The ultimate fix is to determine which duplicate the ObjC runtime has chosen, and have
lldb use that too.

Diff Detail

Event Timeline

kastiglione created this revision.Jun 23 2023, 10:47 AM
Herald added a project: Restricted Project. · View Herald TranscriptJun 23 2023, 10:47 AM
kastiglione requested review of this revision.Jun 23 2023, 10:47 AM
Herald added a project: Restricted Project. · View Herald TranscriptJun 23 2023, 10:47 AM

Both issues are not present in the code that does the equivalent parsing for Objective-C versions 12 through 15. Most likely I accidentally introduced these bugs when copy/pasting this for the changes in 16. I would prefer to use that rather than diverging our handling of duplicates based on the Objective-C runtime version.

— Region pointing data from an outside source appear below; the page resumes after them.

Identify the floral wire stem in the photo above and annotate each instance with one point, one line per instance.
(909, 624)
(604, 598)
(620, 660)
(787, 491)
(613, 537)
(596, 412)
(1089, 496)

jingham added a comment.EditedJun 23 2023, 11:30 AM

There's similar code for the runtime versions 12-15 which actually looks correct. It seems to claim that the duplicate classes are all stuffed after the capacity in the classOffsets array and that the one that won will indeed be in that list but will not be marked as a duplicate. Did it not work to fix what look like transcription errors going from the 12-15 version of this code to the 16 version?

and that the one that won will indeed be in that list but will not be marked as a duplicate.

All of the duplicate classes are in the duplicate list, not a single class that won. For example, a duplicated class, say ABCSomeController, will be in the duplicate list 2 or more times. The result is that there's redundant hashing, since each of the duplicate names occurs 2 or more times. Which is maybe fine, or maybe causes a perf penalty. Another result is that ObjCLanguageRuntime::m_hash_to_isa_map (a multimap) ends up storing every duplicate, however the readers of m_hash_to_isa_map always take the first match found (see ObjCLanguageRuntime::GetDescriptorIterator). In other words, the redundant classes are never accessed, and the one lldb does return could differ from the class the objc runtime has picked. A "fix" to the surface level bugs identified here has the result of exposing a bunch of non-determinism.

My thought process was: "This is broken to the point that duplicate classes are currently being dropped altogether, and nobody has identified this as a problem. Maybe delete the code until we can figure out a proper fix."

I am fine with the "fix", but as you can see I am very skeptical in it being helpful.